Okay, maybe I could become a Franciscan monk, a brother to mankind and to the planets in their orbits. But here’s the thing: I dig chicks. I do. I must confess. And I’m not even talking about sex. (Okay, maybe I am. Whatever.) Can I get a witness? They’re just… different than me. A woman has so many qualities I don’t find in even the most sensitive and balanced of men. “Fearfully and wonderfully made”, I am –or so say the Scriptures… and I was made to love a woman. So I guess my monastic ambitions have to be shelved, or re-directed.
(Did I just say all that? Out loud? In front of God and everybody? Mark, ya gotta do something about your over-sharing problem. You’re gonna freak people out. Or at least solve your sleep deprivation problem, so you can keep that all-important social filter in place better.)
P.S. Facebookistan: this is NOT your cue to send me porn spam. Or to set me up with your sister.

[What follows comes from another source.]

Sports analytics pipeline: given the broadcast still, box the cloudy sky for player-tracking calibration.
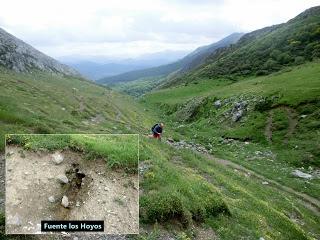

(Okay, maybe I’ll go out with her. But the thing is, I’m broke, so we gotta go Dutch. That Franciscan vow of poverty thing: No, I have not chosen that. I just have this really weird, “working poor”, downright bad job that kept me out till 3am last night [thus the sleep deprivation and poor blogging-impulse control] and yet doesn’t pay well enough to justify the aggravation. Who will rescue me from the barbarians of this generation? But not in a co-dependent “rescuer”, be-my-new-Mom sort of way, y’know?)